Tough Questions, Tough Answers

What has the power to break you?

What could sink you, or grind up your life?

For some of us, the answer (or answers) to those questions are easy: we point to addictions, to alcohol or drugs or sex or food.

But for others, it’s tempting to draw a blank; to shrug our shoulders and believe that all of the threats are “out there”, maybe in the form of job changes, or terrorist threats, or car accidents, or disease.

Although external threats can certainly be serious, I’m not so sure.

Lately, I’ve been blessed to be hanging around some people who have seen their lives almost destroyed by brokenness.
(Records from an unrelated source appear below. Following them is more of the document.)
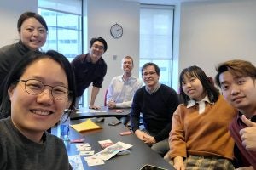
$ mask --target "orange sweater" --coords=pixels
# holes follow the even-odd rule
[[[169,137],[169,157],[189,155],[233,159],[234,140],[228,127],[236,111],[219,96],[215,104],[206,105],[198,112],[198,105],[187,108],[179,105],[173,114]]]

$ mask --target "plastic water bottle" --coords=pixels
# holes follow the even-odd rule
[[[60,120],[59,130],[60,130],[60,138],[67,142],[69,140],[69,124],[70,117],[67,114],[64,114]]]

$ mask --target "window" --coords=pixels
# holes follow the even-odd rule
[[[173,14],[173,6],[141,5],[140,9],[140,68],[157,64],[160,82],[167,86],[172,85]]]
[[[38,6],[49,28],[42,49],[56,50],[72,61],[83,53],[82,0],[38,0]],[[87,97],[83,98],[84,105],[87,105]]]
[[[71,61],[82,53],[82,1],[39,0],[38,4],[49,27],[43,50],[55,49]]]

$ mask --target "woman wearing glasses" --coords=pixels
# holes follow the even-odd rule
[[[38,51],[46,42],[48,26],[44,18],[36,13],[23,13],[18,20],[17,30],[19,42],[0,48],[0,89],[3,89],[1,83],[15,62],[23,59],[27,52]]]
[[[8,75],[3,96],[0,109],[10,116],[0,120],[0,169],[70,169],[62,140],[46,132],[74,107],[68,60],[29,52]]]
[[[184,103],[173,114],[165,158],[177,170],[234,169],[234,140],[228,126],[235,109],[198,66],[183,69],[179,85]]]

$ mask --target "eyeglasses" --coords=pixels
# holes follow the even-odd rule
[[[153,72],[153,71],[151,71],[151,72],[143,72],[143,76],[147,76],[148,75],[153,76],[153,75],[155,74],[155,73],[156,73],[156,72]]]
[[[93,45],[92,46],[95,49],[99,49],[101,51],[104,50],[104,47],[103,46],[99,46],[99,45]]]
[[[49,86],[51,88],[51,95],[55,99],[61,100],[65,99],[68,97],[67,88],[64,86],[49,86],[44,84],[41,81],[35,79],[28,79],[28,80],[20,80],[20,82],[25,82],[25,89],[26,91],[32,95],[38,95],[44,90],[45,86]]]

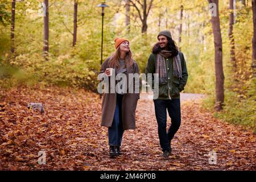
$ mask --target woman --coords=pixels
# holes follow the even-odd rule
[[[100,74],[104,76],[110,76],[112,72],[106,68],[114,69],[114,75],[123,73],[128,78],[128,74],[139,73],[139,68],[136,61],[133,59],[130,49],[130,43],[123,38],[115,39],[115,51],[103,63]],[[109,80],[109,83],[110,82]],[[117,79],[115,79],[117,80]],[[126,80],[128,83],[128,80]],[[115,82],[115,86],[117,84]],[[134,86],[134,85],[129,86]],[[122,85],[123,86],[123,85]],[[121,154],[120,146],[123,131],[126,130],[135,129],[135,110],[139,94],[127,92],[114,93],[109,92],[103,96],[102,105],[101,126],[108,127],[109,155],[113,157]],[[127,86],[127,90],[129,86]]]

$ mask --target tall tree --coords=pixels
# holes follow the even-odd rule
[[[253,77],[256,77],[256,2],[255,0],[251,0],[253,16],[253,61],[251,68]]]
[[[139,19],[142,23],[141,28],[142,33],[146,33],[147,30],[147,20],[152,7],[153,0],[150,0],[149,5],[147,5],[147,0],[129,0],[132,6],[134,7],[138,12]]]
[[[236,73],[237,69],[237,65],[236,63],[236,55],[235,55],[235,44],[234,38],[233,33],[233,25],[234,24],[234,1],[229,0],[229,37],[230,45],[230,62],[232,64],[234,72]]]
[[[125,0],[125,26],[127,28],[128,33],[131,30],[131,18],[130,16],[130,1]]]
[[[48,0],[44,0],[46,16],[44,16],[44,46],[43,48],[43,56],[48,61],[49,55],[49,5]]]
[[[179,48],[181,49],[181,33],[182,33],[182,18],[183,16],[183,6],[180,5],[180,28],[179,28]]]
[[[14,53],[14,27],[15,24],[15,3],[16,1],[11,2],[11,53]]]
[[[214,3],[216,15],[212,16],[211,22],[214,43],[214,63],[216,76],[216,102],[214,109],[217,111],[222,109],[224,102],[224,73],[222,65],[222,40],[220,26],[218,0],[208,0],[209,3]],[[214,6],[213,6],[214,8]],[[216,16],[215,16],[216,15]]]
[[[77,32],[77,0],[74,0],[74,30],[73,32],[73,47],[76,44]]]

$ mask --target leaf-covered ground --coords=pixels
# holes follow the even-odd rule
[[[43,103],[44,114],[28,109],[29,102]],[[181,125],[168,159],[160,156],[152,101],[139,101],[137,129],[125,132],[123,155],[115,159],[109,158],[100,114],[99,96],[82,90],[10,90],[0,102],[0,169],[256,169],[255,135],[214,118],[199,101],[181,103]],[[46,164],[38,163],[40,151]],[[213,152],[216,164],[209,164]]]

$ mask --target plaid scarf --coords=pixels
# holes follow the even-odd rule
[[[167,82],[167,72],[166,71],[166,64],[165,58],[171,57],[171,51],[162,50],[156,55],[156,67],[155,73],[159,74],[159,84]],[[179,78],[182,78],[181,62],[179,54],[174,56],[174,71],[173,75]]]

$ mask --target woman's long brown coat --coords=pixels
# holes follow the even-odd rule
[[[101,67],[100,74],[104,73],[107,68],[110,68],[109,66],[109,57],[103,63]],[[126,65],[126,69],[127,80],[129,73],[139,74],[139,68],[135,61],[134,61],[134,64],[131,68],[128,64]],[[115,75],[117,72],[117,69],[115,68]],[[110,83],[110,80],[109,81]],[[129,80],[127,81],[127,83],[129,83]],[[114,93],[110,93],[110,92],[109,93],[104,93],[103,95],[101,113],[102,126],[110,127],[112,125],[112,122],[114,118],[117,101],[117,93],[115,92]],[[125,130],[134,130],[135,129],[135,110],[139,98],[139,94],[134,93],[134,93],[125,93],[123,96],[122,102],[122,119],[123,127]]]

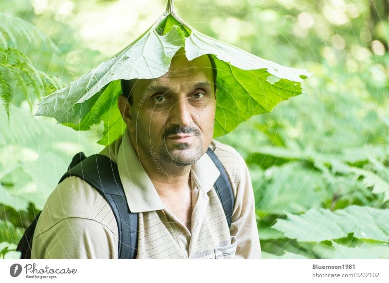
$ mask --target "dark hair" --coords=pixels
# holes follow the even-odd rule
[[[210,54],[207,54],[208,58],[211,61],[211,65],[212,66],[212,71],[213,73],[213,85],[216,86],[216,77],[217,75],[217,70],[216,68],[216,64],[213,58]],[[122,86],[122,92],[123,95],[127,97],[127,101],[129,103],[130,105],[132,106],[133,103],[132,100],[132,96],[131,95],[132,91],[132,88],[134,88],[134,85],[136,83],[136,81],[138,79],[132,79],[132,80],[121,80],[120,84]],[[216,96],[216,93],[215,93]]]

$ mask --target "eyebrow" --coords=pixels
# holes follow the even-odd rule
[[[193,86],[193,89],[201,88],[209,88],[210,90],[212,89],[212,85],[211,83],[207,82],[199,82]],[[156,92],[166,92],[169,91],[172,89],[171,88],[168,88],[163,86],[156,86],[153,87],[151,84],[148,85],[147,88],[146,89],[146,92],[155,93]]]

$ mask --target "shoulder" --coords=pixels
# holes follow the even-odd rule
[[[223,164],[230,178],[234,195],[245,174],[247,166],[244,159],[233,147],[212,139],[210,147],[213,151]]]
[[[231,168],[241,170],[242,166],[246,167],[244,159],[239,153],[232,146],[213,139],[210,147],[219,158],[226,169]]]
[[[116,221],[110,207],[91,186],[76,177],[58,184],[48,197],[38,221],[37,234],[42,234],[63,221],[89,220],[105,226],[115,235]],[[35,230],[35,231],[36,231]]]

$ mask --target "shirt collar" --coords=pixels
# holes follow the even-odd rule
[[[154,185],[138,158],[126,128],[122,136],[116,160],[130,211],[139,212],[164,209]],[[204,154],[191,168],[192,189],[196,185],[206,194],[220,174],[209,156]]]

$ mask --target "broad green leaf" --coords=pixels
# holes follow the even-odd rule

They know the destructive power of sin, and are unafraid (and mostly uninterested) in beating around the bush, or wearing masks to pretend that everything is okay.

On the other hand, it pains me sometimes to see the masks that we wear in our communities of faith, and the lack of awareness (or lack of willingness) to acknowledge the threat that sin has for our lives.

We fail to see selfishness, arrogance, fear, pride or self-centeredness as real issues.

However, surely if we took a few minutes to think about how our lives would play out if they were governed by these qualities we could see what they would do to us:

How well would our marriages survive if we were governed by selfishness?

How well could we parent our children if they grew up in a house that was run by fear and pride?

How long would our friends stay around if they sensed that we are only in relationships for what we want?

I know it’s a heavy question, but how much sin are you willing to tolerate in your life? Not from a “holier-than-thou-I-don’t-drink-or-do-anything-“bad” perspective but from an acknowledgement simply that “sin”—in the form of selfishness, self-centeredness, pride, fear, and arrogance—is not interested in making your life better. From the acknowledge that sin wants to kill you. 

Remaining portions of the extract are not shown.